6102 Sayılı TTK"nun 783/3. maddesi; "Muhatap nezdinde karşılığı kısmen veya tamamen bulunmayan bir çek düzenleyen kişi, çekin karşılıksız kalan bedelinin %10"unu ödemekle yükümlü olduktan başka, hamilin bu yüzden uğradığı zararı da tazmin eder" hükmünü içermektedir.
Çeki düzenleyen kimsenin, bu çekin karşılığı olan miktarı, ibraz süresi içerisinde muhatap banka nezdinde bulundurması zorunludur. Görüldüğü üzere çek tazminatından çeki düzenleyen (...) sorumlu olup, cirantaların çek tazminatından dolayı sorumlulukları bulunmamaktadır.
Somut olayda; hükme esas alınan bilirkişi raporunda, muteriz borçlunun-... olmadığı dolayısıyla çek tazminatından sorumlu olmadığı gözetilmesi gerekirken yapılan hesaplamada çek tazminatının da dikkate alındığı dolayısıyla raporun bu yönüyle hüküm kurmaya elverişli olmadığı anlaşılmaktadır. Nitekim bozma kararında işlemiş faiz,icra vekalet ücreti ve takip masrafları dikkate alınarak borç miktarının belirlenmesi gerektiği hususuna yer verilmiştir.
Bununla birlikte, başvuru; ödeme emrinin tebliğinden önceki döneme ilişkin itfa itirazıdır. Bu durumda, itiraz hakkında İİK"nun 169/a maddesinin uygulanması gerekmekte olup; anılan maddenin 5. fıkrasında; “İtirazın kabulü kararı ile takip durur” hükmüne, 6. fıkrasında da; “Borçlunun itirazının icra mahkemesince esasa ilişkin nedenlerle kabulü hâlinde kötü niyeti veya ağır kusuru bulunan alacaklı, takip konusu alacağın yüzde yirmisinden aşağı olmamak üzere; takip muvakkaten durdurulmuş ise bu itirazın reddi hâlinde borçlu, diğer tarafın isteği üzerine takip konusu alacağın yüzde yirmisinden aşağı olmamak üzere tazminata mahkûm edilir.” hükmüne yer verilmiştir.

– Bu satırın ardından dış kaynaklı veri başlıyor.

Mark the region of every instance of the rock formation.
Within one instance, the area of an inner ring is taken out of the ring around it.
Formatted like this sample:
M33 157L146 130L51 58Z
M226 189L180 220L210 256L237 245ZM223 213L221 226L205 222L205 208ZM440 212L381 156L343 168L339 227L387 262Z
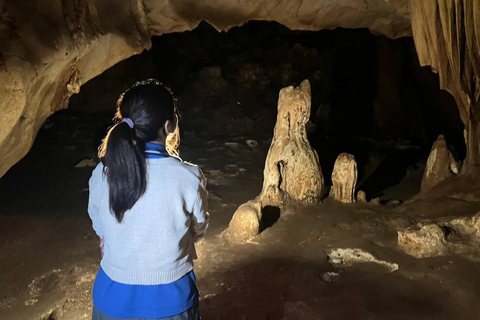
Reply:
M357 201L360 203L367 203L367 194L363 190L359 190L357 193Z
M324 181L318 155L310 146L305 125L310 118L310 83L280 90L277 122L263 171L263 189L241 205L224 231L227 240L241 242L260 232L262 209L281 209L288 200L313 204L321 200Z
M398 246L416 258L441 256L447 253L445 233L436 224L420 230L398 231Z
M369 28L390 38L411 35L408 0L7 0L0 14L0 177L82 84L150 48L153 35L191 30L202 20L218 30L266 20L292 30Z
M357 184L357 162L349 153L341 153L333 166L332 195L342 203L355 202L355 185Z
M440 135L437 141L433 143L432 151L430 151L428 156L420 191L430 190L440 181L458 174L459 170L460 165L455 159L451 148L447 145L445 137Z
M261 219L261 202L250 200L238 207L228 225L228 229L222 235L226 240L232 242L250 240L260 233Z
M412 29L420 64L440 77L465 125L467 157L462 172L480 166L480 2L410 1Z
M480 261L480 212L455 219L440 219L418 229L398 231L398 245L407 254L436 257L454 253Z
M317 153L307 139L310 83L280 90L277 123L263 171L262 206L283 207L287 199L311 204L321 200L323 175Z

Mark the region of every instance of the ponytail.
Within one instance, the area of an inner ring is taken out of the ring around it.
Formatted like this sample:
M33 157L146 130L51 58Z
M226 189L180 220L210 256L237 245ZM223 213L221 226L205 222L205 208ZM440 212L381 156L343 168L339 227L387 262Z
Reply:
M110 210L118 222L122 222L125 211L145 193L144 149L144 145L136 141L135 130L126 122L114 125L100 147L99 156L109 185Z
M108 181L110 211L118 222L147 188L146 142L158 138L174 112L172 91L155 79L137 82L120 95L115 119L121 122L108 131L99 150Z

Mahkemenin kabulüne göre, borçlunun borca itirazı kısmen kabul edilmesi nedeniyle İİK"nun 169/a-5. maddesi uyarınca takibin durdurulmasına karar verilmesi gerekirken, icranın geri bırakılması yönünde hüküm tesisi, ayrıca bozma kararında alacaklının yapılan ödemeden haberdar olmadığı ve de ödemelerin kısmi ödeme olarak kabul edilmesi gerektiği hususuna yer verilerek bir bakıma alacaklının, borçlular hakkında takip başlatmasında kötü niyeti veya ağır kusuru bulunmadığı kabul edildiğinden ödeme emrinin tebliğinden önceki itfa itirazının kısmen kabul edilmesi nedeniyle alacaklı aleyhine tazminata hükmedilmesi de doğru görülmemiştir.

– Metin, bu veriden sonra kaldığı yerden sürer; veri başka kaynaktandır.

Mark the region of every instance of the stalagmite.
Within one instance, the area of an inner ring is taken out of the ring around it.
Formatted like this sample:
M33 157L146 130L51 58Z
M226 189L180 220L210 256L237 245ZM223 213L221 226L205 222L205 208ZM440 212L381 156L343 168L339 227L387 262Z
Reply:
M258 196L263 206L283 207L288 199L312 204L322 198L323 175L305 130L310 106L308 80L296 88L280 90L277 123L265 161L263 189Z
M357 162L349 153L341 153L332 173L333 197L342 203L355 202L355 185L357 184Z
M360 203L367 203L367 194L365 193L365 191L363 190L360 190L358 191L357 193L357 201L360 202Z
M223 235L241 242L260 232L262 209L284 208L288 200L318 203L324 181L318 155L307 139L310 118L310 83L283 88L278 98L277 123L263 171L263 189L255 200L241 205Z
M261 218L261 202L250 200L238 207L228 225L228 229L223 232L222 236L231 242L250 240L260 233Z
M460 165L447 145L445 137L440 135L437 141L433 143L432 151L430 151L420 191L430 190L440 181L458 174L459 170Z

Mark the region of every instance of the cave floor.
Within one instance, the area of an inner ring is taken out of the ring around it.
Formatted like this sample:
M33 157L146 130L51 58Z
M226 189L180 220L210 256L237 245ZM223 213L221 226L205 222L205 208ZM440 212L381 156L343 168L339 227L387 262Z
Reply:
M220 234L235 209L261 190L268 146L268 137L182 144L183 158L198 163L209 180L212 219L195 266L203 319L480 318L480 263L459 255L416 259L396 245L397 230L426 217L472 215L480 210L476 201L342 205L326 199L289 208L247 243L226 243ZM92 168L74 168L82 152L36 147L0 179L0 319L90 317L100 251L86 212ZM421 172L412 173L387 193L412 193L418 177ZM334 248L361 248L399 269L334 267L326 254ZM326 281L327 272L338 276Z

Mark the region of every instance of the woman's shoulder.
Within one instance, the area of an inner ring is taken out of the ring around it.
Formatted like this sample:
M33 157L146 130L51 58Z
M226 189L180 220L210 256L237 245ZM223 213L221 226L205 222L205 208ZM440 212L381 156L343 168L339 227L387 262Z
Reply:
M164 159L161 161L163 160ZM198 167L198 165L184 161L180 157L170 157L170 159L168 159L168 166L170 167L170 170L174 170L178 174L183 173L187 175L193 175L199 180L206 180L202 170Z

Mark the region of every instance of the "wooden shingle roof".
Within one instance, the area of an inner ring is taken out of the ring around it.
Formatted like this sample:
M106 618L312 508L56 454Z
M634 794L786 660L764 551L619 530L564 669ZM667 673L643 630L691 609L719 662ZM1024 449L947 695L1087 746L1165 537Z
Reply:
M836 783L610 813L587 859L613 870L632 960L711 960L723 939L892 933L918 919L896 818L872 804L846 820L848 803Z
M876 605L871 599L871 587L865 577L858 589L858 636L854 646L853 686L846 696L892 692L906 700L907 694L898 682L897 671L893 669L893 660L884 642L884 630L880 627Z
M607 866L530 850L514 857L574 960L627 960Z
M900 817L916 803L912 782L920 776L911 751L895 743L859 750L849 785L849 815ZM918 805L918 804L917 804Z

O halde, mahkemece, yukarıda yer verilen mevzuat hükümleri ve değerlendirmeler gözetilerek, gerekirse Yargıtay denetimine imkan verecek şekilde bilirkişi incelemesi yaptırılmak suretiyle borç miktarının belirlenmesi ve oluşacak sonuca göre bir karar verilmesi gerekirken, yanılgılı değerlendirme ve yetersiz bilirkişi raporu ile yazılı şekilde hüküm tesisi isabetsizdir.
SONUÇ : Tarafların temyiz itirazlarının kısmen kabulü ile mahkeme kararının yukarıda yazılı nedenlerle İİK"nun 366. ve HUMK’nun 428. maddeleri uyarınca (BOZULMASINA), peşin alınan harcın istek halinde iadesine, ilamın tebliğinden itibaren 10 gün içinde karar düzeltme yolu açık olmak üzere, 01/10/2018 gününde oybirliğiyle karar verildi.